My problem with mathematical induction is that a lot of the time it’s simple to prove a statement is true (just do enough of the algebra calisthenics) yet just because a statement is true doesn’t mean that you learned all that much about a problem. I think everyone that ever took a discrete math class had to churn out the proof for the following statement.

1 + 2 + \cdots + n = \frac{n(n + 1)}{2}

Certainly the wikipedia page on induction doesn’t fail to include this as an example.
This is the canonical inductive proof. However to me it’s not interesting. I think deriving the solution is easy enough. More interesting is deriving the solution to the sum of square or sum of cubes or an arbitrary higher power.

1^2 + 2^2 + \cdots + n^2 = \frac{n(n+1)(2n+1)}{6}
1^3 + 2^3 + \cdots + n^3 = \frac{n^2(n+1)^2}{4}

I was curious as to how these formulas came to be.
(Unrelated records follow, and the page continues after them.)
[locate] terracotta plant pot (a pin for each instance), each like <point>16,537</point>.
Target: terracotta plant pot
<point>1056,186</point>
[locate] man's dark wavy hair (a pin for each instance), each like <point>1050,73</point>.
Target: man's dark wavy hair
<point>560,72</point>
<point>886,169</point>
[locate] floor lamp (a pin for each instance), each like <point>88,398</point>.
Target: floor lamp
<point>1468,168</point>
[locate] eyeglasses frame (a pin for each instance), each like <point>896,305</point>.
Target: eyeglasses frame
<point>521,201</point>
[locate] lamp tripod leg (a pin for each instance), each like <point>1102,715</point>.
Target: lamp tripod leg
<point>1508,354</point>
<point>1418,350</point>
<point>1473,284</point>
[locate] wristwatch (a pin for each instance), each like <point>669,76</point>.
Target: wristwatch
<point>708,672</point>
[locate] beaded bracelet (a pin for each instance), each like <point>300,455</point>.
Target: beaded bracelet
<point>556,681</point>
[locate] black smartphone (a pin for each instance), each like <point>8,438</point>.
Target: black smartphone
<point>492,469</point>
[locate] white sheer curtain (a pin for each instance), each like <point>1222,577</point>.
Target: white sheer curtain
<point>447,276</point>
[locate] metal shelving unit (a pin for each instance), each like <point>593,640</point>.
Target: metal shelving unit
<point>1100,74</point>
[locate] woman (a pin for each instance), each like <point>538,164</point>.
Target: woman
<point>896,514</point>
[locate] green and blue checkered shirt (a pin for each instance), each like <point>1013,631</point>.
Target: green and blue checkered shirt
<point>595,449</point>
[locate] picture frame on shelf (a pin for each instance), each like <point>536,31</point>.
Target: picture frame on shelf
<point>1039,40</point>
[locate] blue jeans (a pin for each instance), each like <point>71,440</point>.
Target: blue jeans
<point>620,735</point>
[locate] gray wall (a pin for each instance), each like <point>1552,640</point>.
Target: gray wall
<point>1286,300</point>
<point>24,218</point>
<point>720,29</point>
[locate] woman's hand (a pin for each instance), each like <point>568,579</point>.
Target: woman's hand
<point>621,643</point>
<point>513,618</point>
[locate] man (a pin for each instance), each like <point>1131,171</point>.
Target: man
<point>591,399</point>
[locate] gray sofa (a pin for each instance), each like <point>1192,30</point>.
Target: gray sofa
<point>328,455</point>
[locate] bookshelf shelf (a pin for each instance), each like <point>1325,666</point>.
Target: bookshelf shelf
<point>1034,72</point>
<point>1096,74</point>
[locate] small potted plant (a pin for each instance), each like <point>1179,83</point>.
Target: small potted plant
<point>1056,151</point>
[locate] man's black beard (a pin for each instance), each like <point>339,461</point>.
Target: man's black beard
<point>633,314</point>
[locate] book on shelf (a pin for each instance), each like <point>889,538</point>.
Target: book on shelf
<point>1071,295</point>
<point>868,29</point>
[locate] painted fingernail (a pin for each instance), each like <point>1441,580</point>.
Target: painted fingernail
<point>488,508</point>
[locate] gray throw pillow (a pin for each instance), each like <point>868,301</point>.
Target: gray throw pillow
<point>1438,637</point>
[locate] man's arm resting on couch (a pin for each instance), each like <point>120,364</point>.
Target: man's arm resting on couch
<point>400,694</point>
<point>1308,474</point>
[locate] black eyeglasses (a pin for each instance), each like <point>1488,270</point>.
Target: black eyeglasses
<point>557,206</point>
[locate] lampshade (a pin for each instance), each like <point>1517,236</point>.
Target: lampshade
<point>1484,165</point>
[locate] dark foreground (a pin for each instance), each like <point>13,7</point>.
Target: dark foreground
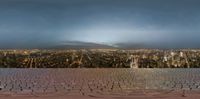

It’s all well and good to say, “Sure, this formula does indeed work”, and it’s a different thing to derive it.
For convenience I will write the identities in the following way:

\displaystyle\sum_{1}^{n}{i} = \frac{n(n + 1)}{2}

The crux of the derivation for higher powers lies in the fact that:
 \displaystyle\sum_{1}^{n}{(i+1)^2-i^2} = (n+1)^2-1
to see why this is so, plug in the first few terms of the expansion of (i+1)^2 as well as the last few terms:
(i+1)^2 = 2^2 + 3^2 + \cdots + (n-3)^2 + (n-2)^2 + (n-1)^2+ n^2 + (n+1)^2
i^2 = 1^2 + 2^2 + 3^2 + \cdots + (n-3)^2 + (n-2)^2 + (n-1)^2+ n^2
Subtracting all the like terms, only two terms remain: -1 and (n+1)^2
Here’s the derivation:
 \displaystyle\sum_{1}^{n}{(i+1)^2-i^2} = \displaystyle\sum_{1}^{n}{(i^2+2i+1)-i^2} = \displaystyle\sum_{1}^{n}{2i+1} = (n+1)^2-1
\displaystyle\sum_{1}^{n}{2i+1} = \displaystyle2\sum_{1}^{n}{i} + \displaystyle\sum_{1}^{n}{1} = \displaystyle2\sum_{1}^{n}{i} + n = (n+1)^2-1
\displaystyle\sum_{1}^{n}{i} = \frac{(n+1)^2-1 - n}{2}
\displaystyle\sum_{1}^{n}{i} = \frac{n(n+1)}{2}

By a similar argument the sum of cubes is derived as well:
 \displaystyle\sum_{1}^{n}{(i+1)^3-i^3} = (n+1)^3-1
 \displaystyle\sum_{1}^{n}{(i+1)^3-i^3} = \displaystyle\sum_{1}^{n}{3i^2+3i+1} = (n+1)^3-1
\displaystyle\sum_{1}^{n}{i^2} = \frac{(n+1)^3-1 - n - \frac{3n(n+1)}{2}}{3}
After plenty of simplification the simplified form does indeed come out
\displaystyle\sum_{1}^{n}{i^2} =  \frac{n(n+1)(2n+1)}{6}

The same process can be used to derive sums of cubes and any other power, as long as the sums of previous powers are known.